If I understand the question correctly (let me know if not), for an actual visual hallucination, yes, you'd need a visual layer, a source of random noise merged with the visual layer, and a way to control the thresholding. Interestingly enough: that's the basic architecture of a diffusion model, the AI models we use for creating visual imagery. And if the noise vs. information density gets high, you get some trippy and often creepy hallucinations from them.
They're again a sensory thresholding problem. For example, if you put someone in a sensory deprivation tank, they get no visual stimuli so their visual system will progressively lower the noise threshold, trying to increase sensitivity, until it starts perceiving the noise in the visual system (from random firings, pulse pressure causing pressure waves through the eye, etc) as objects.
Admittedly I'm not the most active RU-vidr, heh. I work in technology, mostly AI/ML, but I have a lot of cognitive science background too. I got into personality analysis when working on university admissions systems that used AI to draw insight from student applications. I have been publishing in other media (see davidrostcheck.com/, most recently in AI alignment and aggregate intelligence) but I'm getting back into video now.

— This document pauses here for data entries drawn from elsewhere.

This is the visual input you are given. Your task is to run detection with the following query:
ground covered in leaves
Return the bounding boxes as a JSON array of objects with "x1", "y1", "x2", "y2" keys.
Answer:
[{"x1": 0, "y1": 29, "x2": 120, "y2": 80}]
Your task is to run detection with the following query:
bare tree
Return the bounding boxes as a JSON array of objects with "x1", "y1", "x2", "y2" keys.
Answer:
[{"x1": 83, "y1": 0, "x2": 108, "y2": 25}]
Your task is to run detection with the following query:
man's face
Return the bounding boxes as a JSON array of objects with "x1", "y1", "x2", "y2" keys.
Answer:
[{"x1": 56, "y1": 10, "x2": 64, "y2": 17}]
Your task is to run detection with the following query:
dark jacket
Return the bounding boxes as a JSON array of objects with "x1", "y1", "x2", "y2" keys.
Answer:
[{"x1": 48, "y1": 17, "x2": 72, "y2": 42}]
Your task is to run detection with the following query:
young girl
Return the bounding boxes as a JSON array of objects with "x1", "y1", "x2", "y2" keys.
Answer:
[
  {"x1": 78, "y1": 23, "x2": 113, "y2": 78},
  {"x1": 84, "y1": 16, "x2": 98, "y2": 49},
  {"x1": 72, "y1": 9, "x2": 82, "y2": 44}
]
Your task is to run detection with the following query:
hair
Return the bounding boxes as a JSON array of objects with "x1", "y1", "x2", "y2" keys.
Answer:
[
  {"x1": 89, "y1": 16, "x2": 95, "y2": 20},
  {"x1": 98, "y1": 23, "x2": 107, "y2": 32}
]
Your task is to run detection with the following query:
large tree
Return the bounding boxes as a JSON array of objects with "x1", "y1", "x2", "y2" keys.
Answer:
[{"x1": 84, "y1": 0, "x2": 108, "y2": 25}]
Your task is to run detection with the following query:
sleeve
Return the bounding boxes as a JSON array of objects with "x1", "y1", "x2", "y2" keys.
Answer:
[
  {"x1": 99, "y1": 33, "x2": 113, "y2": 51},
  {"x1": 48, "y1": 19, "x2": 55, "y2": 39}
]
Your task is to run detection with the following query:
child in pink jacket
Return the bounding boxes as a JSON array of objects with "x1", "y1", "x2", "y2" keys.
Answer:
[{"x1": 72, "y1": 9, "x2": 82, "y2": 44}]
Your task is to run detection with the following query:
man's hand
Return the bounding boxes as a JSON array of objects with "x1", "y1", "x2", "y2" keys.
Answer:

Thank you so much for this David. I'm a psychology undergraduate trying to get into data science. The content is really comprehensive. I'm really intrigued by your in-depth knowledge on both NLP and personality research. On a side note, your take on personality research is remarkably similar to what Jordan Peterson has been talking about during his lecture! :D
Thanks, Lai. The personality research is definitely very informed by Dr. Peterson's "Personality and its Transformations" class; I used that a roadmap/overview to get started when I was learning it, augmented with some other sources (my wife's background is in Psychology, so that was also very helpful!)
Thanks for the presentation! Was wondering if also personality would be different if someone wrote in another language? For example someone learned a 2nd language, and so has a more limited vocabulary in that 2nd language, and only used that 2nd language as input into the ibm watson personality insight test, would that affect the outcome as compared to using their native language?
Thanks! That's a great question. It might, although you'd hope that your writings in different languages would produce similar output if you were sufficiently fluent. I happen to be bilingual, so I'll try this and let you know.